III. Whether a search is legal or illegal is not always determined by the presence or absence of a search warrant. The Constitution protects against an unreasonable search. A search may be unreasonable when made by an officer with a valid search warrant in his hands, or a search may be reasonable and entirely within the rights of an officer when he has no search warrant. Whether or not a search is reasonable is a judicial question. It is not within the power of the Legislature to enact a statute which will permit an unreasonable search. People v. Milone, 119 Misc. Rep. 22, 195 N. Y. Supp. 488; People v. Case, 220 Mich. 379, 190 N. W. 289; United States v. Rembert (D. C.) 284 Fed. 996; Lowry v. Rainwater, 70 Mo. 152, loc. cit. 158, 159, 35 Am. Rep. 420. In this

259 S.W. 102

connection several cases turn upon the alleged consent of the party to be searched. We think such cases usually strain a point to justify the search. If an officer appears at a person's home, and in his official character demands the privilege of searching the premises, the owner of the premises who yields peaceably and silently to the official demand is as much under constraint as if he had forcibly resisted official interference.
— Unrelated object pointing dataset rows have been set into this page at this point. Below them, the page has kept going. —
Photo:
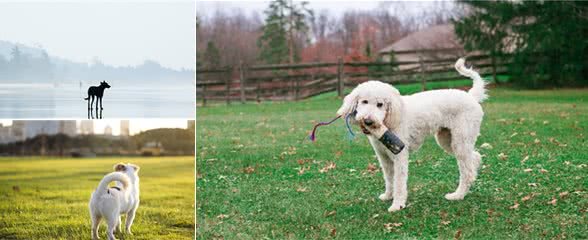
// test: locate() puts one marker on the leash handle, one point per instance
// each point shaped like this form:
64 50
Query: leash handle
313 133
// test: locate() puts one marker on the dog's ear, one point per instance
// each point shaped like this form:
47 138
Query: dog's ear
120 167
394 110
134 167
349 103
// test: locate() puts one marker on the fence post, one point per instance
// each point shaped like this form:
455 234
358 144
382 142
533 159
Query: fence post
203 93
228 87
258 90
340 83
423 80
242 80
494 69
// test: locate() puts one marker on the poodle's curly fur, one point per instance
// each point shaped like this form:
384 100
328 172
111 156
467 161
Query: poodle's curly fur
453 116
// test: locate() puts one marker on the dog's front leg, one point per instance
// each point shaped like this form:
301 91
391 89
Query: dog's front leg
400 181
387 167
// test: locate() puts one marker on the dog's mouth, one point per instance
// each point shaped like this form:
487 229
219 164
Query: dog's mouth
364 129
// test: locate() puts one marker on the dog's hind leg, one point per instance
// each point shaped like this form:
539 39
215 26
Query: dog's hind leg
468 161
130 218
95 225
112 221
443 138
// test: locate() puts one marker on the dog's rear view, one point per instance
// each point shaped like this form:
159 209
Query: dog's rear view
110 202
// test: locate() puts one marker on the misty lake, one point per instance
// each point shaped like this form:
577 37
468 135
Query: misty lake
62 101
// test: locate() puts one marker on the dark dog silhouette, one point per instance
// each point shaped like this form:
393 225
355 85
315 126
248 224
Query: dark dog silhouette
98 92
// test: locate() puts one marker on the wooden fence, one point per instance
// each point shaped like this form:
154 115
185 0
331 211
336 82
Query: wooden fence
299 81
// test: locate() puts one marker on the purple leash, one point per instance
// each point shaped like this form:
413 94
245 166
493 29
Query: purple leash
312 135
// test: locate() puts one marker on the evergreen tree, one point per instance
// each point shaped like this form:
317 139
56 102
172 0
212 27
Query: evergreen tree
547 39
285 21
211 56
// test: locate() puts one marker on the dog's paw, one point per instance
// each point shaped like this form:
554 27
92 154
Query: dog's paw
395 207
454 196
385 196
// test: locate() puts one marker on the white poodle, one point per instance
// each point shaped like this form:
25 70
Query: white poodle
453 116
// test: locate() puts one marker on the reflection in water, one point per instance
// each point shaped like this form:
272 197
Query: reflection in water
67 101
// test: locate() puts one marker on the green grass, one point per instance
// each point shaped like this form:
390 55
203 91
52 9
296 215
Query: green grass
249 185
47 198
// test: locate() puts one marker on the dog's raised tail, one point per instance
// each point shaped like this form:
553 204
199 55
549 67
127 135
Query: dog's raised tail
478 90
114 176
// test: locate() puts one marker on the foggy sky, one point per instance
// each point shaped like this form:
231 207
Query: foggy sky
118 33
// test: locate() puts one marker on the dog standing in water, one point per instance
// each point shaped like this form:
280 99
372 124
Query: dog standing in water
110 202
98 92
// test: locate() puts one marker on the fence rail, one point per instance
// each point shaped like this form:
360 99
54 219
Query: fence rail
303 80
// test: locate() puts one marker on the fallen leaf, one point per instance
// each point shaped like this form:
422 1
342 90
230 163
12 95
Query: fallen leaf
331 213
525 159
372 168
486 146
328 167
457 234
527 198
249 170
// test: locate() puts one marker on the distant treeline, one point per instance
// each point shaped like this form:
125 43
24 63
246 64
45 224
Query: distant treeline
173 141
22 64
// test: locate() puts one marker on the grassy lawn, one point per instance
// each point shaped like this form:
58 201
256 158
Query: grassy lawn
258 175
47 198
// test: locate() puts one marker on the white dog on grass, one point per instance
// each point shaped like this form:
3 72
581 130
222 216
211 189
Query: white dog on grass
110 202
453 116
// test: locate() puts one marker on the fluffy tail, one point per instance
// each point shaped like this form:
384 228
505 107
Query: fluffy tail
478 90
114 176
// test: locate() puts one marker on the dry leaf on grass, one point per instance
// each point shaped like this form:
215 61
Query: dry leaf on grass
331 213
486 146
525 159
249 170
329 166
372 168
391 226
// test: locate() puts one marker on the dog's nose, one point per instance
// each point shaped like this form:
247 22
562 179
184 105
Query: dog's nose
368 122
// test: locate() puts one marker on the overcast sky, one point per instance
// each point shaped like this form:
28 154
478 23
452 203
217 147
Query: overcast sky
118 33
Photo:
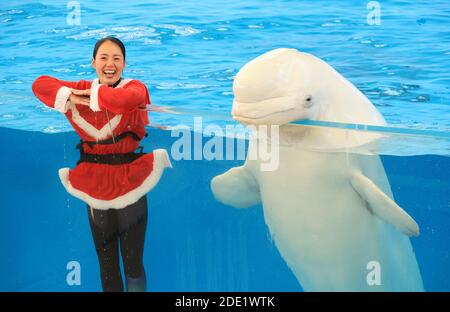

IV. In the various federal District and Circuit Courts, and in the appellate courts of the several states, there is a wealth of recent precedent upon the subject, and of necessity some confusion in the solution of the constitutional questions, but not so much as some amici curie claim to be present. These may be classified as follows:

(a) Cases where objection is made for the first time when evidence is offered on the ground that it was obtained by means of illegal search.

(b) Where a timely motion or other preliminary proceeding is presented, seeking before the trial to suppress evidence obtained by illegal search.

(c) Where such motion seeks a return of property taken by means of an illegal search, and in that connection cases are affected by (1) whether the property has evidential value only, or (2) is the means or instrument for the commission of a crime, or (3) property which is contraband to which the defendant has no legal right under any circumstance.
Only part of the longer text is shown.